Utiles seulement en cas de carence

  • La vitamine D : les apports sont souvent bas en hiver quand on s'expose peu au soleil. Le dosage se discute avec ton médecin, idéalement après une prise de sang.
  • Le fer : un manque est plus fréquent chez les femmes et chez les personnes qui ne mangent pas de viande. Jamais de supplémentation sans analyse : un excès de fer n'est pas anodin.

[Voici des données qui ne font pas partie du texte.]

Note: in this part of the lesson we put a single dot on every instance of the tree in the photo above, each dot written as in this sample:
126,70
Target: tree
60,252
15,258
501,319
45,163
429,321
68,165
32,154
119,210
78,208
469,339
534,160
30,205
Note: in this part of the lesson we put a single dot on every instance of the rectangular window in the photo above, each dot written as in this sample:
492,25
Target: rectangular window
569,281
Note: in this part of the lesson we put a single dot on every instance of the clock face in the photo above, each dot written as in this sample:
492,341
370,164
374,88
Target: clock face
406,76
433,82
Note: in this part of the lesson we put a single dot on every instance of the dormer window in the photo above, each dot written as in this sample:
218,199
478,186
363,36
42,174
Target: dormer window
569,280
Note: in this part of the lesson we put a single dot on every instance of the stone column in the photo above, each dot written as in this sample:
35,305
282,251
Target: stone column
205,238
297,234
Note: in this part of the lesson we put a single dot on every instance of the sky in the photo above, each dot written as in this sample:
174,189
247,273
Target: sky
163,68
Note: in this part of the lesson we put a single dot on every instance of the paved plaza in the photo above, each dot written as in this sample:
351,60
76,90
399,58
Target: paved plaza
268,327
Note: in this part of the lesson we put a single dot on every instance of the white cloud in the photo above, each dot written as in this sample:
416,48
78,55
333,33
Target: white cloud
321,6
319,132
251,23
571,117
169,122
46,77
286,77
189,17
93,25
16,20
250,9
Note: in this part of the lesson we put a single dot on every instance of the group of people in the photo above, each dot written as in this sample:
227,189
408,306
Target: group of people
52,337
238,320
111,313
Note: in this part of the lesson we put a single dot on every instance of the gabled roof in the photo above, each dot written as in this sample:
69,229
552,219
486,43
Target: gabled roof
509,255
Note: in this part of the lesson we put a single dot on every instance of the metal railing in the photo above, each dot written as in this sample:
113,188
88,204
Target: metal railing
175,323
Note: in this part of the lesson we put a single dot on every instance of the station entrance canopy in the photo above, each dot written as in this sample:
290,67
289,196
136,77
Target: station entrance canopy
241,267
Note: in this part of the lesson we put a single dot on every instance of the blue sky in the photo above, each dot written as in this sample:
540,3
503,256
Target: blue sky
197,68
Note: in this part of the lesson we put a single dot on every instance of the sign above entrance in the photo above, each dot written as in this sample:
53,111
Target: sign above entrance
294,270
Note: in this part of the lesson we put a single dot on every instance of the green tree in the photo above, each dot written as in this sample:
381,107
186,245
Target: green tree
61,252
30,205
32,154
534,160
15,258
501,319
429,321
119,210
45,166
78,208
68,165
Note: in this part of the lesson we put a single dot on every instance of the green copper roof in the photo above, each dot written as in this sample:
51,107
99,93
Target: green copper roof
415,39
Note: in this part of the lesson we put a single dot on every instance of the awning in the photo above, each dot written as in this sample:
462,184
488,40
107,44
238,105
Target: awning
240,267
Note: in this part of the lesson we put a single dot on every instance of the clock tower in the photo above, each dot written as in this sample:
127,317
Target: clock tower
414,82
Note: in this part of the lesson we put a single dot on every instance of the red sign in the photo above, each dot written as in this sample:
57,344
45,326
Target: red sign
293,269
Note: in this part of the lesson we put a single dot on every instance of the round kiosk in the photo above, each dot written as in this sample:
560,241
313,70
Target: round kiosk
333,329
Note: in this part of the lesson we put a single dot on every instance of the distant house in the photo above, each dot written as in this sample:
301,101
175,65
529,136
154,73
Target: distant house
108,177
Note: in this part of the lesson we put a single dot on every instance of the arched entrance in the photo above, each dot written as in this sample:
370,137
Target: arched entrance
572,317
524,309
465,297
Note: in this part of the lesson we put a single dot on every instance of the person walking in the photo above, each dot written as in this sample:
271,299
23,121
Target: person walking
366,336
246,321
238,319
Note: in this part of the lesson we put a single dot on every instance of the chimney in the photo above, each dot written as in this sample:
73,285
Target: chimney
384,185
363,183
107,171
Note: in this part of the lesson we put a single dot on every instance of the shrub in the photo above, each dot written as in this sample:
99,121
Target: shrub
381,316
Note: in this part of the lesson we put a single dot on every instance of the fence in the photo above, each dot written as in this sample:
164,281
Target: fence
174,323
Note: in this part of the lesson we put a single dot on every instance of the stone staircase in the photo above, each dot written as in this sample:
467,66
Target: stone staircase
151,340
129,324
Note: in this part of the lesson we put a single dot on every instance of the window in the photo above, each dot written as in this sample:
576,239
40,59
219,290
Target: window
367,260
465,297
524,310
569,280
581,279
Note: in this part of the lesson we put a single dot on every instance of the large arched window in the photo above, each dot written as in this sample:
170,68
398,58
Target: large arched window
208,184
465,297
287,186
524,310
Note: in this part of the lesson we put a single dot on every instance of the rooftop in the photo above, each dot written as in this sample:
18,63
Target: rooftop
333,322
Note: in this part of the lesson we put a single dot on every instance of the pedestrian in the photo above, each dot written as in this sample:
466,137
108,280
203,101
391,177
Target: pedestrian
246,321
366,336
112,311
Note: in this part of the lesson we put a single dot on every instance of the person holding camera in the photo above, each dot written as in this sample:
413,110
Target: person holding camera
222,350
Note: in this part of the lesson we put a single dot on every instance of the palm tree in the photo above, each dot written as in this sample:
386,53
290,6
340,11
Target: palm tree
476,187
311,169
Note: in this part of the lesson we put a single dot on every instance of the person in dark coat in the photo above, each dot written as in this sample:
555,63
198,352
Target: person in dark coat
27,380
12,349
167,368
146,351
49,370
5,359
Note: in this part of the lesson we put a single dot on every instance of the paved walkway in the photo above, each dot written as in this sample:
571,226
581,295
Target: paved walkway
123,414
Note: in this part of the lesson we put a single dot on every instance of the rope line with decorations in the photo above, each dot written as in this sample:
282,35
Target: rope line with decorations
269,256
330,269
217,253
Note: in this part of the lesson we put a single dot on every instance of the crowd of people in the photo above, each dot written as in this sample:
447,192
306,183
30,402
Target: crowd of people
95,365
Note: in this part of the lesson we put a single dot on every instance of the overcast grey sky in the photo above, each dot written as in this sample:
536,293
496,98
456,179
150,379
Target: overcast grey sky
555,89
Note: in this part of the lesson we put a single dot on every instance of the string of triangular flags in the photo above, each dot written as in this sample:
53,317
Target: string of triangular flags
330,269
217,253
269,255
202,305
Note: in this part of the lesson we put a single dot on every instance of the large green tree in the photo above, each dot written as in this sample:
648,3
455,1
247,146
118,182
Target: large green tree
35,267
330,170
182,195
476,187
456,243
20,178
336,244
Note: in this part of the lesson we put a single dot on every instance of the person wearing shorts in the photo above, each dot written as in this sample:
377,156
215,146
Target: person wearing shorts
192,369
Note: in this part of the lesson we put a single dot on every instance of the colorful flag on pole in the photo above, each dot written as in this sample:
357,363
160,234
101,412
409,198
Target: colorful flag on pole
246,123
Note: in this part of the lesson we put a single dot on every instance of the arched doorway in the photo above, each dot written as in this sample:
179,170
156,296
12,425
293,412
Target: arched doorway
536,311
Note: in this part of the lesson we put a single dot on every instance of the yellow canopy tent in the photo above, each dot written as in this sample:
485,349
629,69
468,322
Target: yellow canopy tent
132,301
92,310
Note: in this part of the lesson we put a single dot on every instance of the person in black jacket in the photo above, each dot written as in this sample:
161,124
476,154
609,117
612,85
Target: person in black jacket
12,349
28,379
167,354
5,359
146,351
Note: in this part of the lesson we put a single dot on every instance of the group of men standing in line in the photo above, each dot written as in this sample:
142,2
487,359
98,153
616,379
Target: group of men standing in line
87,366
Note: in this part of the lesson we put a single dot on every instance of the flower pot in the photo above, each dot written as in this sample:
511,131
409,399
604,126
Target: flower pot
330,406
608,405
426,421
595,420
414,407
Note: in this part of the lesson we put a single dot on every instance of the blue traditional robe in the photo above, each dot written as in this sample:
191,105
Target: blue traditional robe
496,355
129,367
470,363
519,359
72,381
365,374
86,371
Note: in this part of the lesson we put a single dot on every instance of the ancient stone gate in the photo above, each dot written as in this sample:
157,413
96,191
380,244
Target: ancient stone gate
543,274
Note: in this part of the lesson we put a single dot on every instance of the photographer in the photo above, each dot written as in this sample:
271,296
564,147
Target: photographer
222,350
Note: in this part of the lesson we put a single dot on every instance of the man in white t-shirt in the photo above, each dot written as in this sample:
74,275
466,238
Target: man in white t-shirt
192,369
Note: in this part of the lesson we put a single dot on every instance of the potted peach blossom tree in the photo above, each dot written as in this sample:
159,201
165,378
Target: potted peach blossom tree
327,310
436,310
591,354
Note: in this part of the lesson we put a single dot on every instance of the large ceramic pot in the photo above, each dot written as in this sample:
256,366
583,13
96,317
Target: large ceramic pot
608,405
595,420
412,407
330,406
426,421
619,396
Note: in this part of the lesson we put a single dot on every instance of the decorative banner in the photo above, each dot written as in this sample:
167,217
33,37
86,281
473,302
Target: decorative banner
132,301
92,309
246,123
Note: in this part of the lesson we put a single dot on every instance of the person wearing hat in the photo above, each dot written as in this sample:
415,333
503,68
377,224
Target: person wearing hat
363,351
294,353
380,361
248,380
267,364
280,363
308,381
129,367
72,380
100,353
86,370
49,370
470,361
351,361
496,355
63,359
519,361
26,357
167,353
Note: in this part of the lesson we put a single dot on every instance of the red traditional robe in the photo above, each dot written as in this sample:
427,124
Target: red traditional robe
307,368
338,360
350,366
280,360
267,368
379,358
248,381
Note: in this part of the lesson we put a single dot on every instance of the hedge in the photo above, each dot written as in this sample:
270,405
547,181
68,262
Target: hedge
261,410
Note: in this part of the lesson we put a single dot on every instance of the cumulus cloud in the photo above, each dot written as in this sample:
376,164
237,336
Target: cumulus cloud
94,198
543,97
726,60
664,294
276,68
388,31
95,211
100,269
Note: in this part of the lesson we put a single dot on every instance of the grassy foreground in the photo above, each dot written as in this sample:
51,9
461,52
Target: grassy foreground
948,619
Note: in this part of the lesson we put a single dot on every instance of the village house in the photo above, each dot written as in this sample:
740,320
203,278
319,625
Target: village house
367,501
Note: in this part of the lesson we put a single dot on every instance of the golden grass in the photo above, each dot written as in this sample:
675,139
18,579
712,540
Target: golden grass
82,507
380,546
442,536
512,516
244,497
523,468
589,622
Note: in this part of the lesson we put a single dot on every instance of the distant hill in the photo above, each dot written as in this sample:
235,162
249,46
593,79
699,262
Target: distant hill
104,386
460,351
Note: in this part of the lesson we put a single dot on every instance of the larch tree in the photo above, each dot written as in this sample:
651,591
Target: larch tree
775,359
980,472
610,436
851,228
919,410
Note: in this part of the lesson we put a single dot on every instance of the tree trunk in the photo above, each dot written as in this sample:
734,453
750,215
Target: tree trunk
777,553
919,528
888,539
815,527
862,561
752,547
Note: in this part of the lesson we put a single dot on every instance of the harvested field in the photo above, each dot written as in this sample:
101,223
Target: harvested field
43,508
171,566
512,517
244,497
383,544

Ce qui sert peu, ou pas du tout

  • Les BCAA : si tu manges assez de protéines, ils n'apportent pas d'avantage démontré. Tu les trouves déjà dans ton assiette.
  • Les brûleurs de graisse : effets minimes au mieux, et certains contiennent des stimulants à fortes doses, mal tolérés.
  • Les « boosters de testostérone » : les promesses dépassent très largement ce que montrent les études.
  • Les cures « détox » : ton foie et tes reins s'en chargent déjà très bien, gratuitement.

Les précautions à ne pas zapper

  • Achète auprès de vendeurs sérieux, avec une composition claire, et méfie-toi des produits vendus avec des promesses spectaculaires.
  • Tu fais de la compétition ? Privilégie les produits conformes à la norme NF V94-001, qui encadre la fabrication des compléments destinés aux sportifs pour limiter le risque de substances dopantes.
  • Traitement médical, grossesse, maladie chronique, moins de 18 ans : pas de complément sans avis médical. Certains interagissent avec des médicaments.
  • Ne cumule pas plusieurs produits qui contiennent la même substance, la caféine notamment.

S'organiser sans y penser

La régularité compte plus que le moment exact de la prise. Un pilulier Typhlops à six compartiments prépare la semaine d'un coup, et un shaker Élaphe transporte la poudre à part jusqu'au moment de la boire. Pour tout ce qui entoure la séance, relis nos bases de l'hydratation et de la nutrition.

Le meilleur complément reste celui dont tu n'as pas besoin parce que ta base est solide. Le reste se choisit avec un peu d'esprit critique, et beaucoup moins d'argent qu'on ne le croit. Cet article est informatif et ne remplace pas un avis médical. Demande conseil à un médecin ou à un pharmacien avant de prendre un complément alimentaire.